E2F2 has been extensively researched in the past few decades in association with gastric cancer. It has been shown that high E2F2 levels are associated with a poor prognosis [19]. A further function of E2F2 is that it regulates PI3K/Akt/mTOR, which are necessary for cell migration, invasion, and autophagy. According to another study, miR-26a increases GC cell sensitivity to cisplatin-based chemotherapy by targeting E2F2 [20]. This study aimed to determine whether E2F2 is closely associated with the prognosis of GC patients. Next, we explored the pathways that are closely associated with E2F2. DNA replication may be associated with E2F2, according to research, which shows that MTA2 impairs DNA replication stress in gastric cancer cells and increases their sensitivity to PARP inhibition [21].

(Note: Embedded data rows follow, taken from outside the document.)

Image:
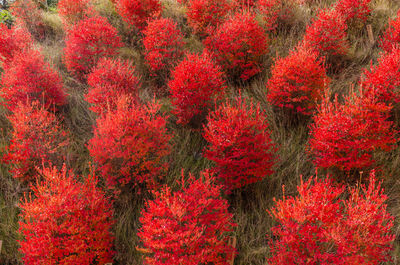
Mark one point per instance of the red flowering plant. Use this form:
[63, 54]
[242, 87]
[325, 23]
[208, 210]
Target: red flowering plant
[110, 79]
[391, 37]
[239, 45]
[137, 13]
[88, 41]
[195, 84]
[29, 77]
[163, 43]
[190, 226]
[298, 81]
[67, 221]
[239, 144]
[130, 144]
[319, 227]
[37, 138]
[346, 136]
[204, 16]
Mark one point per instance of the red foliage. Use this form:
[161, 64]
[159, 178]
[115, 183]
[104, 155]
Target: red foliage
[190, 226]
[205, 15]
[138, 12]
[317, 227]
[298, 81]
[109, 80]
[163, 44]
[239, 45]
[384, 78]
[240, 144]
[130, 144]
[29, 77]
[13, 40]
[346, 136]
[87, 42]
[391, 37]
[274, 11]
[73, 11]
[196, 82]
[353, 11]
[67, 222]
[37, 138]
[327, 34]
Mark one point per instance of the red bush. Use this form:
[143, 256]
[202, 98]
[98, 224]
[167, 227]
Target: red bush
[298, 81]
[109, 80]
[87, 42]
[240, 144]
[327, 34]
[67, 221]
[196, 82]
[345, 137]
[138, 12]
[190, 226]
[29, 77]
[384, 78]
[13, 40]
[317, 227]
[239, 45]
[163, 44]
[130, 144]
[73, 11]
[391, 37]
[205, 15]
[37, 138]
[353, 11]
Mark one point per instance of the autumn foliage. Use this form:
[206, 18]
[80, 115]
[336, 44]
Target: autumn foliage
[239, 45]
[130, 144]
[239, 144]
[391, 37]
[163, 44]
[204, 16]
[319, 227]
[346, 136]
[66, 222]
[88, 41]
[110, 79]
[298, 81]
[138, 12]
[190, 226]
[29, 77]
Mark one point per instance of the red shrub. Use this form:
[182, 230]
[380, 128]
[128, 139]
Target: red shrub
[130, 144]
[391, 37]
[29, 77]
[109, 80]
[327, 34]
[37, 138]
[274, 11]
[67, 221]
[87, 42]
[384, 78]
[196, 82]
[73, 11]
[205, 15]
[240, 144]
[13, 40]
[190, 226]
[298, 81]
[317, 227]
[163, 44]
[345, 137]
[239, 45]
[138, 12]
[353, 11]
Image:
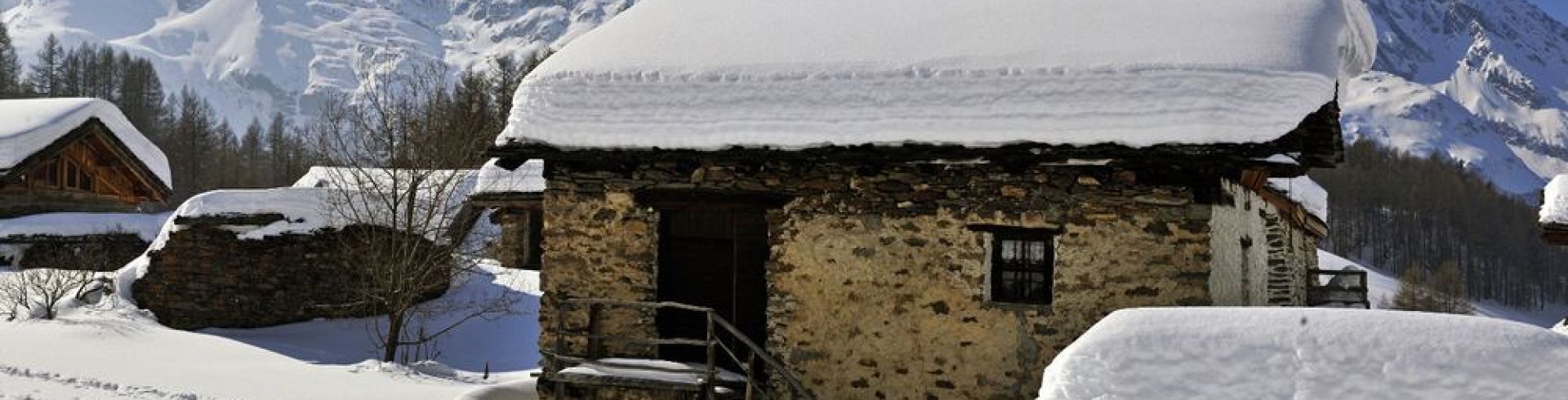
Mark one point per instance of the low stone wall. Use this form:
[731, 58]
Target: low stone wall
[206, 277]
[877, 284]
[88, 253]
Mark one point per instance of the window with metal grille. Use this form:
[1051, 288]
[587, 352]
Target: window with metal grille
[1021, 265]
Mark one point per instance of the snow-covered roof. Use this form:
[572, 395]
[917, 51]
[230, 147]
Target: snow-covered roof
[712, 74]
[303, 209]
[83, 223]
[27, 126]
[1307, 353]
[353, 178]
[528, 178]
[1554, 204]
[1307, 192]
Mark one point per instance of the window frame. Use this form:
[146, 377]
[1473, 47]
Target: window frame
[1041, 269]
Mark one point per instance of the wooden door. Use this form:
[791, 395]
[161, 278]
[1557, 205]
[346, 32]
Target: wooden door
[712, 258]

Bioinformatics analysis has expanded its use in predicting treatment response to gastric cancer, as mRNA may now serve both diagnostic and prognostic purposes. As opposed to a single miRNA signature, multiple-mRNA signatures provide clinicians with valuable information on how to manage the disease in a personalized manner [22]. Our better understanding of these mRNAs and their target genes will allow us to develop more complex and effective therapeutics for gastric cancer. However, the bioinformatics analysis has some inevitable shortcomings. First, we did not provide the verification assays. In addition, no extra dataset was involved in this analysis, which may lead to the heterogeneity of the bioinformatics analysis. Therefore, further analysis should focus on the role of E2F2 in the GC cells. Our analysis provided a new direction for the future exploration of the biomarkers of GC.

Data Availability

The datasets used and/or analyzed during the current study are available from the corresponding author upon reasonable request.

Conflicts of Interest

The authors declare that there are no conflicts of interest.

Authors’ Contributions

Feng Jiang collected the data and performed the analysis, copyediting, and translation services. Qilong Ma wrote the manuscript. All authors contributed to the article and approved the submitted version.

Acknowledgments

The work involved in this manuscript was supported by the corresponding author.